Fargo Season 4 Trailer
The trailer is heavy on oddball tone and light on plot, so here's the official synopsis to fill in the gaps:
The fourth installment of Fargo is set in 1950 Kansas City, where two criminal syndicates fighting for a piece of the American dream have struck an uneasy peace. Chris Rock stars as Loy Cannon, the head of the African American crime family who trades sons with the head of the Italian mafia as part of tenuous truce.
While Chris Rock and Jason Schwartzman take on the heads of those competing crime families, the supporting cast is as stacked as the previous seasons: Timothy Olyphant, Jack Huston, Ben Whishaw, Jessie Buckley, Salvatore Esposito, Andrew Bird, Jeremie Harris, Gaetano Bruno, Anji White, Francesco Acquaroli, E'myri Crutchfield, Amber Midthunder, Uzo Aduba, and James Vincent Meredith all have parts to play.

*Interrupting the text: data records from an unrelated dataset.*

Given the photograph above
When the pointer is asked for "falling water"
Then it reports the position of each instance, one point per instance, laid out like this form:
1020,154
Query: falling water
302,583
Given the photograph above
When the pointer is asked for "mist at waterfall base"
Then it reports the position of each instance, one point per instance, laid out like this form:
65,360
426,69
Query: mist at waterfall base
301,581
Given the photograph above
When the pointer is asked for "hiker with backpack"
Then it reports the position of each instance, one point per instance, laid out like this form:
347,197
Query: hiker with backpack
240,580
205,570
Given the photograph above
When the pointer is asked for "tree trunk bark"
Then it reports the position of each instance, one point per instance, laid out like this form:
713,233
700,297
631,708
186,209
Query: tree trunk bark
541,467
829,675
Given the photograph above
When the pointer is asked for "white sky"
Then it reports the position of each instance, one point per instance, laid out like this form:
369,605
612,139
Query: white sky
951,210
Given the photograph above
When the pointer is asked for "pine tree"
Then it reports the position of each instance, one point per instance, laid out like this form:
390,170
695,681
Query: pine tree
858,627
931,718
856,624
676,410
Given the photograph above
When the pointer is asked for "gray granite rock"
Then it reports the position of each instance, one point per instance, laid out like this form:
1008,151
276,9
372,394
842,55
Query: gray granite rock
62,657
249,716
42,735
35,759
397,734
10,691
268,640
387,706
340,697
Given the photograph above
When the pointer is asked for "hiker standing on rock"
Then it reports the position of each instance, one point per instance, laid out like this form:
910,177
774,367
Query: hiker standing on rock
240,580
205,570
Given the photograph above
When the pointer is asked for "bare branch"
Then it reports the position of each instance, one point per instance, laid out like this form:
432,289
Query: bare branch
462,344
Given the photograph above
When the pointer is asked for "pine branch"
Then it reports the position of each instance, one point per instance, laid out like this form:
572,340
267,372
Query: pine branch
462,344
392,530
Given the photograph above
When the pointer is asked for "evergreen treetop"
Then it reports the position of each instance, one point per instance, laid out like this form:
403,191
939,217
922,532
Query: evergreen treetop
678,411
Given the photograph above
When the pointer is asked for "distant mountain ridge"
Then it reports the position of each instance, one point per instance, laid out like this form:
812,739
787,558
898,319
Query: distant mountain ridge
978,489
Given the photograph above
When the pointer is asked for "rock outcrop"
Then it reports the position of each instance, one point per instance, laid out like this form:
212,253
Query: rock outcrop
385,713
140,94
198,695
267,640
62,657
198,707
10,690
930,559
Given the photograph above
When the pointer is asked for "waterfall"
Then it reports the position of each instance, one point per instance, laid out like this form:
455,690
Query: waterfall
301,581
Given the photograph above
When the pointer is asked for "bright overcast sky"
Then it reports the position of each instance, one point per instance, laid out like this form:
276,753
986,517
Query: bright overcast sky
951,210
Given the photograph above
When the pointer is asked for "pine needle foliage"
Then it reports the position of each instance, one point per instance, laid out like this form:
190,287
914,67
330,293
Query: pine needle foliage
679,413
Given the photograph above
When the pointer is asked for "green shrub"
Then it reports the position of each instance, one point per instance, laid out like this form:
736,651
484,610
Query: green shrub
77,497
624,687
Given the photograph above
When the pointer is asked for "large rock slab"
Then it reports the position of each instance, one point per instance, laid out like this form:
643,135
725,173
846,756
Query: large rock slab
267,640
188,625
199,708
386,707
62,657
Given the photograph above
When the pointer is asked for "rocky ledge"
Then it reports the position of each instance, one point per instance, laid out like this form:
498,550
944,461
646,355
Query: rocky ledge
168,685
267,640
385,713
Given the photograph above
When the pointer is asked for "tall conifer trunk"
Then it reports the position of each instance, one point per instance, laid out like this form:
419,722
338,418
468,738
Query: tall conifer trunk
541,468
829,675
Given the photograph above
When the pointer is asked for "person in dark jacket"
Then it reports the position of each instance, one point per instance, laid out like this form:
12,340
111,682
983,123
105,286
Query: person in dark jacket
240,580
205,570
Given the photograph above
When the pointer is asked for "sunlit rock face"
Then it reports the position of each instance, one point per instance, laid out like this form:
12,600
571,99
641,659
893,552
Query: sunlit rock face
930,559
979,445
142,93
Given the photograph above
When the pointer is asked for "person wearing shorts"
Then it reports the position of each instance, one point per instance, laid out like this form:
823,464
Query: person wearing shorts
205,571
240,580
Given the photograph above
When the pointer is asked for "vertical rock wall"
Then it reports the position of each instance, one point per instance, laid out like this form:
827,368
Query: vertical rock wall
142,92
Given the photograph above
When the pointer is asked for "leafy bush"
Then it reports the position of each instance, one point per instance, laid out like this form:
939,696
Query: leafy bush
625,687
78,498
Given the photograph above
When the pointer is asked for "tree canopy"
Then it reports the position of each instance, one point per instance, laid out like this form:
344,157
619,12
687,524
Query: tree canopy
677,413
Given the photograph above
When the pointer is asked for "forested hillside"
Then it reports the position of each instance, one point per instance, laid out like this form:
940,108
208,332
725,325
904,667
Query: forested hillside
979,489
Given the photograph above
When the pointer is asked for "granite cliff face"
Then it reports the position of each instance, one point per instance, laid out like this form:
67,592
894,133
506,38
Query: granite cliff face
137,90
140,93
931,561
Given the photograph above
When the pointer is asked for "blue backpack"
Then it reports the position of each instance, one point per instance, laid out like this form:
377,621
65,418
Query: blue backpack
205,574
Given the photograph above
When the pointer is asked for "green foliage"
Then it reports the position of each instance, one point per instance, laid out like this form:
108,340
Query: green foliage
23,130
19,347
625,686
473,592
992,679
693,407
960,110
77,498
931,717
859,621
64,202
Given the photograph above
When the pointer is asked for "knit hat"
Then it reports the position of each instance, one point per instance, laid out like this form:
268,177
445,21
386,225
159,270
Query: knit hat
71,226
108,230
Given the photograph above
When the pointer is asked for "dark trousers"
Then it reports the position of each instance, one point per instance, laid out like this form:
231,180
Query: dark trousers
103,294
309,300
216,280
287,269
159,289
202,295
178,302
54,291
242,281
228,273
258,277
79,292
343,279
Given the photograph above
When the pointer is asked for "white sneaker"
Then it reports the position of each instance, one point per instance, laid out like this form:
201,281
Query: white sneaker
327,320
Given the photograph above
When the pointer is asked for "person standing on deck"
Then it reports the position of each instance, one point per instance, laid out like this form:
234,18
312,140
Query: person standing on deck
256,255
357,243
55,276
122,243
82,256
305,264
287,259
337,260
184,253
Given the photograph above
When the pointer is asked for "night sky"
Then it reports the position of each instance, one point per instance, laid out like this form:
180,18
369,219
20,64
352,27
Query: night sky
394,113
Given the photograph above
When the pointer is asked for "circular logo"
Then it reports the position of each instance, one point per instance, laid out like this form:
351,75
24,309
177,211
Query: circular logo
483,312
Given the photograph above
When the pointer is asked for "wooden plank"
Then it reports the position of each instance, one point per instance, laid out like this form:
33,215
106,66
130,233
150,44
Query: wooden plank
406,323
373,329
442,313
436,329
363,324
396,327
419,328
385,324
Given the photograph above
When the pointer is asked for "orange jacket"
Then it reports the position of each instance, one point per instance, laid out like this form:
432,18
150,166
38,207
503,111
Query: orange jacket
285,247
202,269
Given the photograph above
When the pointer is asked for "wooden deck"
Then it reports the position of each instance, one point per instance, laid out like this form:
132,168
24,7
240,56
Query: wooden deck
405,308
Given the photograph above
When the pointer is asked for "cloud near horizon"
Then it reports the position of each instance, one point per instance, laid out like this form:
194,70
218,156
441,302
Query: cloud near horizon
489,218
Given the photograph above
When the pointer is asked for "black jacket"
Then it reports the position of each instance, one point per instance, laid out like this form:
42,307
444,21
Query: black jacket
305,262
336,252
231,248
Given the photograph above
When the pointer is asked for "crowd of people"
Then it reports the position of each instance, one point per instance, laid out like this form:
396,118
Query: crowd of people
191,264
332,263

Perhaps the goofy tone of this trailer shouldn't come as a surprise, as Hawley himself said he looked to the Coens' Raising Arizona (one of the duo's most cartoonish films) for inspiration. However, it also sounds like the comedy will smuggle a bitter pill to viewers. The showrunner explained:
"This year we're really looking at the kind of origins of the American capital crime, which is the exploitation of free and cheap labor. It's the fact that in order to create wealth, people were exploited, and their labor was exploited, and it took a long time for those people working to break their way into what we consider to be mainstream America. And some people are still trying. So I think that this story is very much about that, but in a character driven way, obviously. I never want to feel like the audience is being lectured to on any level, but I do think there's a process whereby whoever is on the up is making their money off the back of the person below them, and then there's always somebody below them. What's interesting is this battle between Chris' group and Jason's group, which is almost to climb over each other to get into what's considered mainstream society."
Fargo season 4 was originally supposed to premiere in April of this year, making it a prime Emmys contender. However, the COVID-19 pandemic shut down production with only eight of the planned 10 episodes finished. No new release date has been set (the trailer promises a cryptic "coming soon"), but FX hopes to have the season finished and ready to air before the end of 2020.